A tradition of innovation flows through the history of San Francisco Ballet. Long recognized for pushing boundaries in dance, SF Ballet has always built upon strong classical roots, while continually exploring and redefining where the art form is headed. The San Francisco Opera Ballet was founded in 1933, primarily to prepare dancers to appear in lavish opera productions. In 1942, the ballet officially separated from the opera and was renamed San Francisco Ballet. Headed by brothers Willam, Lew, and Harold Christensen from the late 1930s until the 1970s, the Company staged the first full-length U.S. productions of Swan Lake (1940) and Nutcracker (1944). Under Lew’s direction, the Company made its East Coast debut at Jacob’s Pillow Dance Festival in 1956 and toured 11 Asian nations the following year. In 1972 the Company settled in the War Memorial Opera House for its annual residency. The following year, Michael Smuin was appointed associate artistic director.

When Helgi Tomasson became artistic director in 1985, it marked the beginning of a new era. Like Lew Christensen, Helgi had been a leading dancer for George Balanchine. Among his many works, Helgi has staged acclaimed full-length productions of many classics, including Swan Lake, The Sleeping Beauty, Romeo & Juliet, Giselle, and Nutcracker.

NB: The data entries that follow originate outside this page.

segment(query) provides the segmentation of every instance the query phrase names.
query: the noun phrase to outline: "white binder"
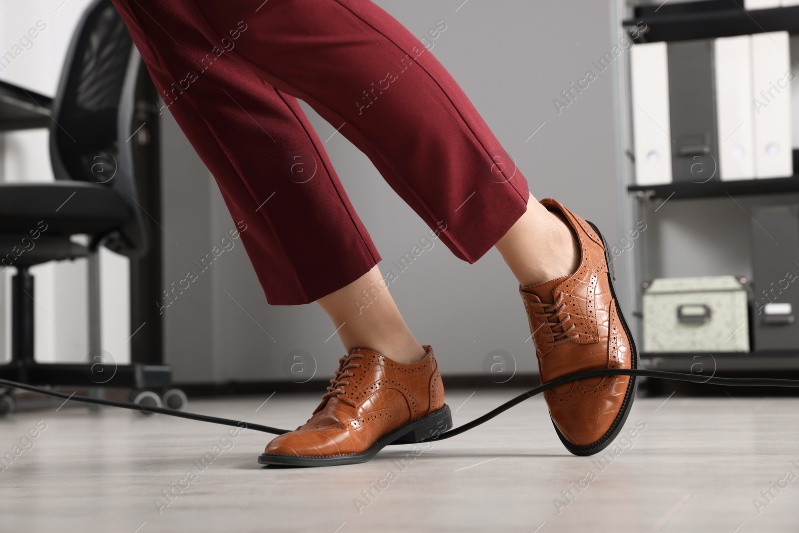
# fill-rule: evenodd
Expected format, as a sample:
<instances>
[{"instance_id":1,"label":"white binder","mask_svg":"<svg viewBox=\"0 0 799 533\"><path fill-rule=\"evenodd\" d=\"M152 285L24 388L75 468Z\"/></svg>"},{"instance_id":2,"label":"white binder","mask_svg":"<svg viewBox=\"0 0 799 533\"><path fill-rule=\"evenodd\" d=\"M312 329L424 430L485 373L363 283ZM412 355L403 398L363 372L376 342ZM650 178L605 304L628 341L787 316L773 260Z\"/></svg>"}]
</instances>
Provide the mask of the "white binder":
<instances>
[{"instance_id":1,"label":"white binder","mask_svg":"<svg viewBox=\"0 0 799 533\"><path fill-rule=\"evenodd\" d=\"M788 32L752 35L752 105L757 177L793 173Z\"/></svg>"},{"instance_id":2,"label":"white binder","mask_svg":"<svg viewBox=\"0 0 799 533\"><path fill-rule=\"evenodd\" d=\"M751 37L715 40L716 120L721 181L755 177Z\"/></svg>"},{"instance_id":3,"label":"white binder","mask_svg":"<svg viewBox=\"0 0 799 533\"><path fill-rule=\"evenodd\" d=\"M666 42L634 45L630 54L635 181L639 185L671 183Z\"/></svg>"}]
</instances>

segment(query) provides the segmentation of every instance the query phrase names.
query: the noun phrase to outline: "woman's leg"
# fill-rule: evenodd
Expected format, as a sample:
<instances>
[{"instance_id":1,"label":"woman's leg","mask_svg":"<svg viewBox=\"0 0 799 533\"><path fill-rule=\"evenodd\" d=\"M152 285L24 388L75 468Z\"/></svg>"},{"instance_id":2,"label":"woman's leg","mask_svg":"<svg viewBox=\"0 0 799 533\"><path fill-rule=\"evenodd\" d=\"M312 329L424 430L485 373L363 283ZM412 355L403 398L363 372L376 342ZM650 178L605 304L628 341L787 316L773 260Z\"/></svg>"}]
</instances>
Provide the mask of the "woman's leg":
<instances>
[{"instance_id":1,"label":"woman's leg","mask_svg":"<svg viewBox=\"0 0 799 533\"><path fill-rule=\"evenodd\" d=\"M562 215L547 209L532 194L527 210L496 249L522 287L570 274L580 261L579 244Z\"/></svg>"}]
</instances>

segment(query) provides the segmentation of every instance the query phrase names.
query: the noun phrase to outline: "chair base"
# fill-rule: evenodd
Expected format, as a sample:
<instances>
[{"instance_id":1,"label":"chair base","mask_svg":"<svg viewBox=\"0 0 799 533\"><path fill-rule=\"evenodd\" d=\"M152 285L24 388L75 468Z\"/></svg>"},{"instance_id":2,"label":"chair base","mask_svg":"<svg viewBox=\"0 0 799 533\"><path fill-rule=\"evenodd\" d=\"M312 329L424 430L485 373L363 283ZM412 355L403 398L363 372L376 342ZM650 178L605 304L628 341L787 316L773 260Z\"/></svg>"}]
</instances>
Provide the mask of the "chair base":
<instances>
[{"instance_id":1,"label":"chair base","mask_svg":"<svg viewBox=\"0 0 799 533\"><path fill-rule=\"evenodd\" d=\"M163 364L12 361L0 364L0 379L36 386L159 388L172 384L172 368Z\"/></svg>"}]
</instances>

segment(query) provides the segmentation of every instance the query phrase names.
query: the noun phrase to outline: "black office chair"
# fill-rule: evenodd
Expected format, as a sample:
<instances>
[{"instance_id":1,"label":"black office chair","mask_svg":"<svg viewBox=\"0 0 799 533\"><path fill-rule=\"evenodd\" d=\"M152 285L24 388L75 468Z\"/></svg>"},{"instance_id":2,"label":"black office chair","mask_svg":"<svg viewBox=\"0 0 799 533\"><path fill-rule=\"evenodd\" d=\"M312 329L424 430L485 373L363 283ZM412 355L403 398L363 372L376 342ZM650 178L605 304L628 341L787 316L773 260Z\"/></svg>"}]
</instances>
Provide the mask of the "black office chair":
<instances>
[{"instance_id":1,"label":"black office chair","mask_svg":"<svg viewBox=\"0 0 799 533\"><path fill-rule=\"evenodd\" d=\"M99 348L97 249L104 245L129 257L148 251L148 215L138 201L133 153L134 136L144 125L136 113L142 71L113 5L93 2L78 25L53 102L50 152L56 181L0 183L0 265L17 270L12 360L0 366L0 377L31 384L137 388L170 381L169 367L117 366L93 355ZM42 107L34 97L30 100ZM70 239L78 234L89 237L88 245ZM37 364L29 268L78 257L89 259L89 362ZM0 404L0 412L3 408Z\"/></svg>"}]
</instances>

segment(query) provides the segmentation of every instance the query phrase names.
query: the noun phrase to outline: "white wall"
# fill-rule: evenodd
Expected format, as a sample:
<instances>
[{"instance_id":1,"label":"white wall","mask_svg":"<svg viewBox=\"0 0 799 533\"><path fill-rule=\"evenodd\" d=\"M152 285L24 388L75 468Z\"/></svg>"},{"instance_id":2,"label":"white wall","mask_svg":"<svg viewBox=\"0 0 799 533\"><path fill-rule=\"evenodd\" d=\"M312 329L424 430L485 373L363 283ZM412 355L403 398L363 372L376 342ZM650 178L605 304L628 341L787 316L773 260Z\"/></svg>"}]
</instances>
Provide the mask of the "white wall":
<instances>
[{"instance_id":1,"label":"white wall","mask_svg":"<svg viewBox=\"0 0 799 533\"><path fill-rule=\"evenodd\" d=\"M90 0L0 2L0 54L18 54L0 72L0 79L53 97L75 26ZM19 46L20 38L38 21L46 25L38 36ZM0 179L5 181L54 180L46 129L0 134ZM5 253L5 252L3 253ZM104 250L104 322L102 348L117 363L129 361L128 261ZM0 276L0 357L10 356L9 268ZM31 268L35 276L36 358L42 362L77 362L86 358L86 261L48 263Z\"/></svg>"}]
</instances>

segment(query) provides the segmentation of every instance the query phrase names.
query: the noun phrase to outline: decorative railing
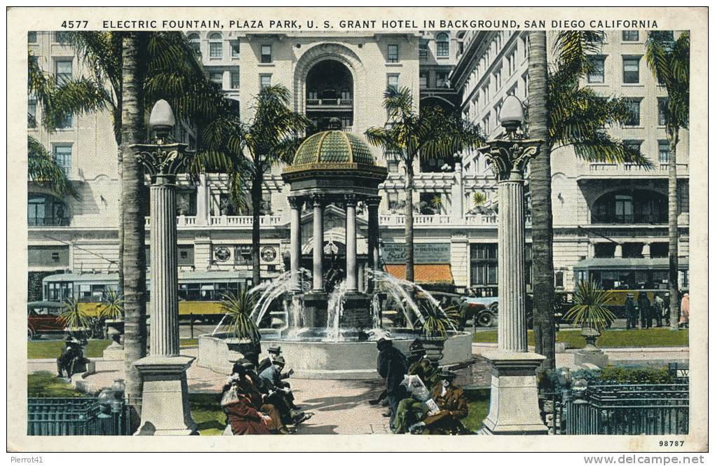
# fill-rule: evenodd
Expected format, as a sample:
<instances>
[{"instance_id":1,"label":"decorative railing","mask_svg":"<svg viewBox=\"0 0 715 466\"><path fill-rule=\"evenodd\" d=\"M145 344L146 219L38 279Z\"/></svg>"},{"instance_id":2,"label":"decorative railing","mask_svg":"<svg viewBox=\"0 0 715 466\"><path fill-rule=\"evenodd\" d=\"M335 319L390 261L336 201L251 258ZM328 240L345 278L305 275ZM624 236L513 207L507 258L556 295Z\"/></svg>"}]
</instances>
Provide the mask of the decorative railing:
<instances>
[{"instance_id":1,"label":"decorative railing","mask_svg":"<svg viewBox=\"0 0 715 466\"><path fill-rule=\"evenodd\" d=\"M127 435L127 407L103 412L95 397L28 398L28 435Z\"/></svg>"}]
</instances>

SF Ballet’s repertory includes works by many choreographers, including George Balanchine, Lew Christensen, William Forsythe, Alonzo King, Edwaard Liang, Sir Kenneth MacMillan, Cathy Marston, Agnes de Mille, Mark Morris, Rudolf Nureyev, Annabelle Lopez Ochoa, Justin Peck, Marius Petipa, Yuri Possokhov, Jerome Robbins, Liam Scarlett, Helgi Tomasson, Paul Taylor, and Christopher Wheeldon.